Article 174 of the Constitution, coupled with a series of apex court judgments, has laid down that the Governor must act on aid and advice of the council of ministers. In the Punjab government-Governor row, the apex court had observed that there can be no manner of doubt that the authority which is entrusted to the Governor to summon the House or each House of the legislature of the state is to be exercised on the aid and advice of the council of ministers.
“The Governor was plainly bound by the advice tendered to him by the council of ministers,” the bench had observed.
The Supreme Court had examined the powers and functions of the Governor in the Shamsher Singh vs State of Punjab (1974) case. The apex court had held that the Governor can act only on the aid and advice of the council of ministers and executive powers – which are vested in the elected government — cannot be enjoyed by the Governor.
In the Nabam Rebia vs Deputy Speaker (2016) case, the Supreme Court emphasised that the Governor can act only on the advice of the council of ministers.
In January 2013, upholding the appointment of justice R.A. Mehta as Gujarat Lokayukta by Governor Kamla Beniwal, the apex court had said: “It is evident that the Governor enjoys complete immunity under Article 361(1) and that under this, his/her actions cannot be challenged for the reason that the Governor acts only upon the aid and advice of the council of ministers. If this is not the case, democracy itself would be in peril.”

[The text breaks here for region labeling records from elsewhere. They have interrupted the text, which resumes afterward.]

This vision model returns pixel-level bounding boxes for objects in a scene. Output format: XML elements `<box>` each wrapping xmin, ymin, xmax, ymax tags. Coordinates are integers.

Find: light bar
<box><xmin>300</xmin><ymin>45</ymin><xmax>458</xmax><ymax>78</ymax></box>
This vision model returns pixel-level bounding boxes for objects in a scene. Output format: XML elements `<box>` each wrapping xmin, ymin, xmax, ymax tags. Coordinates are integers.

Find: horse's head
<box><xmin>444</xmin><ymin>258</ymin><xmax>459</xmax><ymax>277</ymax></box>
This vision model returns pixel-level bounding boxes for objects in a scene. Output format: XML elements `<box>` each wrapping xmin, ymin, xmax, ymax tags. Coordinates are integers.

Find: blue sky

“The Governor is not answerable to either the House of the state or Parliament or even to the council of ministers, and his/her acts cannot be subjected to judicial review. In such a situation, unless he/she acts upon the aid and advice of the council of ministers, he/she will become all powerful, and this is an anti-thesis to the concept of democracy,” it added.
The apex court in the Punjab government-Governor row observed that political differences in a democratic polity are acceptable and have to be worked out with a sense of sobriety and maturity without allowing the discourse to degenerate to become a race to the bottom.
The bench led by Chief Justice of India D.Y. Chandrachud emphasised that unless these principles were to be born in mind, the effective implementation of the constitutional values is liable to be placed in jeopardy.
The top court added that while it is cognisant of the importance of free speech and expression, it is necessary to emphasise that a constitutional discourse must be conducted with a sense of decorum and matured statesmanship.
Earlier this month, the Telangana government had approached the Supreme Court seeking direction to Governor Tamilisai Soundararajan to give her approval to the Bills passed by the state legislature.
In a writ petition, the state government had brought to the notice of the Supreme Court that 10 Bills are pending with the Raj Bhavan. While seven Bills are pending since September 2022, three were sent to the Governor last month for her approval. The secretary to the Governor and the Union Law Ministry have been made respondents in the case.
According to Articles 200 and 201 of the Constitution, a Bill pending the assent of the Governor or the President does not lapse as a result of dissolution of the Assembly, and that incidentally shows that the provisions of Article 196 (5) are exhaustive.
Governors are experienced people, who know the limits of their powers and also know that the system cannot avoid them. Against this backdrop, it will be interesting to see how the apex court deals with this complex scenario.